BATI İLE OTOKRATİK PAZARLIK TEHLİKESİ
Prof. Dr. Murat Somer ise “Türkiye’nin Rusya ile iyi ilişkiler içinde olması doğal ve doğru bir politika ama NATO’yla ilişkilerini bozacak düzeyde ve Rusya’ya bağımlılığını artıran ölçüde yakınlaşması, sağlam ve gerçekçi bir dış politika değerlendirmesinin veya analizinin değil iç siyasetin ürünüydü” dedi. “Dünyadaki gelişmeler ve Rusya’nın yalnızlaşması, Türkiye’de ekonomik buhran, Batı ile ilişkilerin tamir edilmesini gerektiriyor ve Rusya ile yakınlığı zorlaştırıyor. Bu durum mutlaka iç siyasette de değişimler getirecektir.

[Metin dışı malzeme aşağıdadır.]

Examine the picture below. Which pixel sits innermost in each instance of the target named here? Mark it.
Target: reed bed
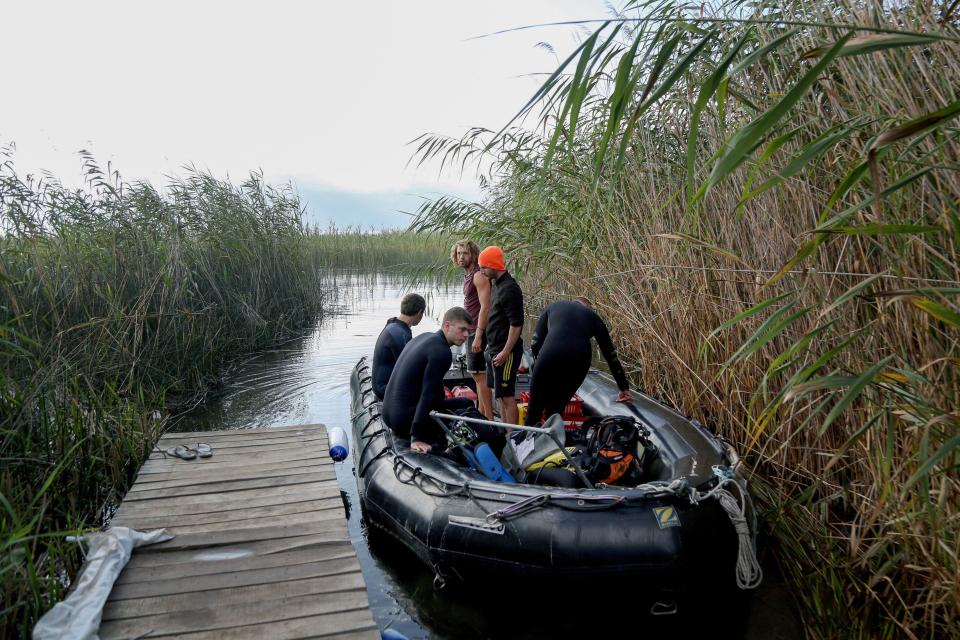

Cumhur İttifakı ve AKP içinde ve çevresinde ideolojik nedenlerle veya Rusya’yla kurduğu özel çıkara dayalı ilişkiler nedeniyle buna karşı çıkanlar olacaktır” yorumunu yapan Somer, “Buradaki bir diğer soru şu: AKP, Batı ile ilişkilerin yeniden tahkimini demokratik bir pazarlıkla mı yoksa otokratik bir pazarlıkla mı yapabilir? Batı’yla içeride demokratikleşmeyi içeren bir yakınlaşma aynı zamanda AKP’nin iktidardan vazgeçmesini gerektirebilir. Çünkü gerçekten demokratik bir ortamda AKP seçimleri kazanamaz” dedi.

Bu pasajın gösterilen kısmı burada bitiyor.